How to find out if you old.
(Fall down in front of a group of people.)
If they laugh, you are young.
If they panic, you are old.
My new dentist called me back in to make another mold of my teeth. Needless to say he made a terrible 1st impression.
bad
worse
worst
worchester
I opened Match and Tinder on my Kindle Fire and it burst into old flames.
GROUND CONTROL: Oh goddamit, it looks like Major Tom is going to sing through this whole mission. Pull the circuit.
MAJOR TOM: 🎶 the circuit’s dead, there’s something wrong
Inflation has gotten so bad, the 7-Eleven changed its name to the 9-Thirteen.
i have no electricity today bc of the snowstorm so i was forced to talk to my husband and son they seem nice.
I’m terrible with names…
…just ask my daughter Barry
[first day as a police sketch artist]
Victim: Why is there a meerkat in the picture?
Me: I used to do this at the zoo
I showered today because I know I won’t want to tomorrow. I’m a planner.
It’s true. Parents that use drugs, have kids that use drugs. So, there’s an important lesson here…
Don’t have kids.
Iceland has a population smaller than Tampa yet we let them sit there at the UN all smug. Always bragging about how they have cured their society of like IBS and it turns out the one guy who had it just moved away.
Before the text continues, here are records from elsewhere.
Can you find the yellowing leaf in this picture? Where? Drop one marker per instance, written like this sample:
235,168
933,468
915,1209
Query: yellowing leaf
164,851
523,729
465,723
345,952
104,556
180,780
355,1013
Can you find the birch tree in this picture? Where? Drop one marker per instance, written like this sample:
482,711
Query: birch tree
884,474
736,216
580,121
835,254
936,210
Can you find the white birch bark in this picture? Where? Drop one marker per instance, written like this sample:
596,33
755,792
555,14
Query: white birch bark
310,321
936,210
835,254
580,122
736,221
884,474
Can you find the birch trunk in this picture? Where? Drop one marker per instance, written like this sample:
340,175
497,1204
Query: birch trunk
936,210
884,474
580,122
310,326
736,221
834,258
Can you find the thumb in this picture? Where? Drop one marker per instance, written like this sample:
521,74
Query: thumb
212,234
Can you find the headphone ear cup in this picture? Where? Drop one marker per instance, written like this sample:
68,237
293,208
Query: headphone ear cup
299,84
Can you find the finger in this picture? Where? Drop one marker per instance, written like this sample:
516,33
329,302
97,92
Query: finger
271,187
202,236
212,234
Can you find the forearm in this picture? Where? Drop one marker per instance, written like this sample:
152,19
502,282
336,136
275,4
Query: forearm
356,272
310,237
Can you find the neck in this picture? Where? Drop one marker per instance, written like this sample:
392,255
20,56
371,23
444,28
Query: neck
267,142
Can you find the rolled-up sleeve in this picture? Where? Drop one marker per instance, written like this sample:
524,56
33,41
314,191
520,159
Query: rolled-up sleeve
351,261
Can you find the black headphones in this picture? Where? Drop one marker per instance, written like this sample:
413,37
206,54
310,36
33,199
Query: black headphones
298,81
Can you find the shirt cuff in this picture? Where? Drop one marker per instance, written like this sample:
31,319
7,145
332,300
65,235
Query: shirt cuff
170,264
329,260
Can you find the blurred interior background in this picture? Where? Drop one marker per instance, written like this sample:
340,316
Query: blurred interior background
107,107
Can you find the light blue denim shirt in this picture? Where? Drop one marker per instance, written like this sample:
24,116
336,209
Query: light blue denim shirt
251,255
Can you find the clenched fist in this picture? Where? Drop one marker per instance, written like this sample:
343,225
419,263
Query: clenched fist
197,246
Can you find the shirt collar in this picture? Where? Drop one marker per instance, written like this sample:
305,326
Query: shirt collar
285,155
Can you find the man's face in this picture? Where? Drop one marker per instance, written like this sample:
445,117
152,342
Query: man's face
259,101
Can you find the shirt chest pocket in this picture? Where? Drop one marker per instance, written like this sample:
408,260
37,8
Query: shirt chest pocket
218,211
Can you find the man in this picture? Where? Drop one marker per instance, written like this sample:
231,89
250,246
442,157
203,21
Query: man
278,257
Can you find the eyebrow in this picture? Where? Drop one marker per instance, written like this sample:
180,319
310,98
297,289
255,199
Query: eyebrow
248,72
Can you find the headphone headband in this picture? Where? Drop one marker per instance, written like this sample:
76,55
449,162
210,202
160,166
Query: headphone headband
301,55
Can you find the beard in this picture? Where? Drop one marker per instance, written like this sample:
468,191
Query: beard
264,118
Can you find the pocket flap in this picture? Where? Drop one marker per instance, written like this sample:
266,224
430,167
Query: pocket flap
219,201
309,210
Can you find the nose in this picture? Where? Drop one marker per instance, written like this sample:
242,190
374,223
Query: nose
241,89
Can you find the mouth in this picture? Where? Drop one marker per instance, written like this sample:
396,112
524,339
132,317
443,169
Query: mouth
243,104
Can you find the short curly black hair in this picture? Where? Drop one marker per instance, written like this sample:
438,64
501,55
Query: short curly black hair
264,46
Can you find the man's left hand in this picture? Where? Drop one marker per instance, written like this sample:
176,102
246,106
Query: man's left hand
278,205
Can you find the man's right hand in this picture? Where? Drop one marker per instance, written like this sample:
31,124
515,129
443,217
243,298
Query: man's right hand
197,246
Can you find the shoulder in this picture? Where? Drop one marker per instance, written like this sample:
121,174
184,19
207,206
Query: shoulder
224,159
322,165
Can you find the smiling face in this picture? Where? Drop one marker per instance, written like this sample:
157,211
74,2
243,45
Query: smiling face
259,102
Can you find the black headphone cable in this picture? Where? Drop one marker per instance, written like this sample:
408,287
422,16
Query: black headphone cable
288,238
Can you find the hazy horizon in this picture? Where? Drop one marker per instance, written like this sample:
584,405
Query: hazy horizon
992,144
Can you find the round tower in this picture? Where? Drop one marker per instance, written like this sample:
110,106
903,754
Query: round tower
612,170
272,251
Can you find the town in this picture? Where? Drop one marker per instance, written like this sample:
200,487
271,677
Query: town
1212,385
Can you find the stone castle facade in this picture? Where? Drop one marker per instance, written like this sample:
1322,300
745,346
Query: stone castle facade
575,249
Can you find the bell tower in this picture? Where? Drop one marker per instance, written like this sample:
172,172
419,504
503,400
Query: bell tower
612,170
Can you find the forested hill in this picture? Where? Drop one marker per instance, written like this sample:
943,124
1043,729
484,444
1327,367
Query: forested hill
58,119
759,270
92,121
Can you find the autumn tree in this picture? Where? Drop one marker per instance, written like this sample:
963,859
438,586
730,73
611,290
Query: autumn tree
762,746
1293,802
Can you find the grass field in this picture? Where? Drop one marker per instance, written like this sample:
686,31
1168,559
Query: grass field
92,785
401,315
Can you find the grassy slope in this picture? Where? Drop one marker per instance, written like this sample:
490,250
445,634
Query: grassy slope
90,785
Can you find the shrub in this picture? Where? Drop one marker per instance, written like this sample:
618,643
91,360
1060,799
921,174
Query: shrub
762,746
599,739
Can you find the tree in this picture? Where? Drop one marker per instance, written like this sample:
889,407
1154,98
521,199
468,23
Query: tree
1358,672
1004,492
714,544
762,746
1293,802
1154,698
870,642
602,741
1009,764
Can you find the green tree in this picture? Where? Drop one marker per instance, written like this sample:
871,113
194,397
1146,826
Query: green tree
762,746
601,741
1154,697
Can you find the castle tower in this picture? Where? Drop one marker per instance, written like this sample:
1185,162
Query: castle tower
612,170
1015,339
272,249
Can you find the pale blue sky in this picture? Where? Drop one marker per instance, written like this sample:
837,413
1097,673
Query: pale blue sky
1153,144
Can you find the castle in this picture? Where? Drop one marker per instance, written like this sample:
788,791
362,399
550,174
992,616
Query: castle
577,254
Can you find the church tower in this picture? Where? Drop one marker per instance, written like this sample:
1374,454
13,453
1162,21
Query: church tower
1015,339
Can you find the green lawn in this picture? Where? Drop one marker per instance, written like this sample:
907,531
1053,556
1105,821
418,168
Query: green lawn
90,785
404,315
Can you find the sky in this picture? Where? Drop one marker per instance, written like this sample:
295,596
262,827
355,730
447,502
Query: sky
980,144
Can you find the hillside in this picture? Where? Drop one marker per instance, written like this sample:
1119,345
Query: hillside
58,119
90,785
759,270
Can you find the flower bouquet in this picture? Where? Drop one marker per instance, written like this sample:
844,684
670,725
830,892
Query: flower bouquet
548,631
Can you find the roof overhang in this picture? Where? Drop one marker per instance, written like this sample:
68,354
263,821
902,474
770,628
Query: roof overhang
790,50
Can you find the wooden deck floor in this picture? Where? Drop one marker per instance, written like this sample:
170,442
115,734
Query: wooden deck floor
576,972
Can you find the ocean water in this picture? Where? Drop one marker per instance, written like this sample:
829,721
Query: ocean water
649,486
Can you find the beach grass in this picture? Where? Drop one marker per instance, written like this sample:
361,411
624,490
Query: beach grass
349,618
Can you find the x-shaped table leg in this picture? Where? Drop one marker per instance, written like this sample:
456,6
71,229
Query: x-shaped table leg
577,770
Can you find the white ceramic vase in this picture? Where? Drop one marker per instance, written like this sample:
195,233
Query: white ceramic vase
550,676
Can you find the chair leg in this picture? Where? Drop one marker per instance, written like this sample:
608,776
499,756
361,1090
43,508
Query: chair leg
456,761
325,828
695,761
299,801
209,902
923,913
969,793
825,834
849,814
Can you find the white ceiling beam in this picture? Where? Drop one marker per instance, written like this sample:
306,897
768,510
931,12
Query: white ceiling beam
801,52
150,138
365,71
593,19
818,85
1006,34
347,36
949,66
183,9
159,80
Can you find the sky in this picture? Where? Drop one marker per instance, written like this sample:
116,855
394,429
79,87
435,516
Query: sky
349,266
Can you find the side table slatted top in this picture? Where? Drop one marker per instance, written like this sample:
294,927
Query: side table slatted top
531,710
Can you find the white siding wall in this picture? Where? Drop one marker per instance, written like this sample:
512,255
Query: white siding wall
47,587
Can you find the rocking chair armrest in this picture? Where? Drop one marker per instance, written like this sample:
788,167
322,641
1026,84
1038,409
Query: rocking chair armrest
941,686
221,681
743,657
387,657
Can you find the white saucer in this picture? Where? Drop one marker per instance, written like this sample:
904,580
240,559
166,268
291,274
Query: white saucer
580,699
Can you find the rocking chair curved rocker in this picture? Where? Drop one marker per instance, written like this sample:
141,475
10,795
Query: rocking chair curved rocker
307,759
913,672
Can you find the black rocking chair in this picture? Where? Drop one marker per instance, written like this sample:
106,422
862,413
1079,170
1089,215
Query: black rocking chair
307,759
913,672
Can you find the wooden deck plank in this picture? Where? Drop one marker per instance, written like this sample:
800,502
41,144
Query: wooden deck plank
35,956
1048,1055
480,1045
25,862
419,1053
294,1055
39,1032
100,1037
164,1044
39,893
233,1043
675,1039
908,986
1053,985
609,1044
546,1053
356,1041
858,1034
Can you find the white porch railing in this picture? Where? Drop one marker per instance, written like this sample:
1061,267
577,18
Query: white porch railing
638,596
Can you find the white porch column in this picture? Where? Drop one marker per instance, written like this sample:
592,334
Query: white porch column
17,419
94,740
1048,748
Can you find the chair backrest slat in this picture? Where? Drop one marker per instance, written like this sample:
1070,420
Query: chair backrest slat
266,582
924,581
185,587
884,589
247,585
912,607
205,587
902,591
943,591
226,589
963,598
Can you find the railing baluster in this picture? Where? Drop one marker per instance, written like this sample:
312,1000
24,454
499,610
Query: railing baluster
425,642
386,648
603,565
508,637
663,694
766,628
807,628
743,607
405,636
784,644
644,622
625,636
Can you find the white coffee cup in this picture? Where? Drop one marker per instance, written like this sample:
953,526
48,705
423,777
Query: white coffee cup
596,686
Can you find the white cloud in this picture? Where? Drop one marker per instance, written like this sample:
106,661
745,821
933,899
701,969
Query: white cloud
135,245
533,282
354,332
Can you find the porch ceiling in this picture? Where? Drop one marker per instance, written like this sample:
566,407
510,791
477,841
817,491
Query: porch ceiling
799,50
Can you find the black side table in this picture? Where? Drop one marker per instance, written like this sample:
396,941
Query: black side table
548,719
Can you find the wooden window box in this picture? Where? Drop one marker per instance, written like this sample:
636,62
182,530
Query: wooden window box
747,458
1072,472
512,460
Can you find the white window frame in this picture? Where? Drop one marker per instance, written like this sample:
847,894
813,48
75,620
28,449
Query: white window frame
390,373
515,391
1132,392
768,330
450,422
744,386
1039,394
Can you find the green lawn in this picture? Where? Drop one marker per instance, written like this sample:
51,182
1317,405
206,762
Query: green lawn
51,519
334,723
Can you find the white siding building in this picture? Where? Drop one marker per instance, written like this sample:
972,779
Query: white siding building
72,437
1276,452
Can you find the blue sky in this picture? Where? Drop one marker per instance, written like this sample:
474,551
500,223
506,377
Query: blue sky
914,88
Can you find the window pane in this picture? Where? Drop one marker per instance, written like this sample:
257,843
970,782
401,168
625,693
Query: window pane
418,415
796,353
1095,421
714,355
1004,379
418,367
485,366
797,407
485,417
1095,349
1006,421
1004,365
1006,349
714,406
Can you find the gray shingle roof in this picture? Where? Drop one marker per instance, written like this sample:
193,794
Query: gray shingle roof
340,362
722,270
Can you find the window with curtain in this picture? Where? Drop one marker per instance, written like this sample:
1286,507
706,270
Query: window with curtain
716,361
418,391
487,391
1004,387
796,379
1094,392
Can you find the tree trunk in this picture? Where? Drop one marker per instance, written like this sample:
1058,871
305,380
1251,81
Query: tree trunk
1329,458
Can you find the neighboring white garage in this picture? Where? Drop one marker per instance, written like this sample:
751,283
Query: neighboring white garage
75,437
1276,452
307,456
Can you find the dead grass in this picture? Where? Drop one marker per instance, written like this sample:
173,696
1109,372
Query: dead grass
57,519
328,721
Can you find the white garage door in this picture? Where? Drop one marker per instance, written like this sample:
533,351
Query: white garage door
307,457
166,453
Today a man told me I’m “too pretty to work so hard” so I’ve let my boss know & fingers crossed we can all get on the same page here.
When, in the future, someone says “remember when we did that thing and had the most amazing time?” and you struggle to remember what year it happened…
One thing you can be sure of is that it didn’t happen in 2020
I illegally download music, but only Metallica.
They seem to be pretty cool about it.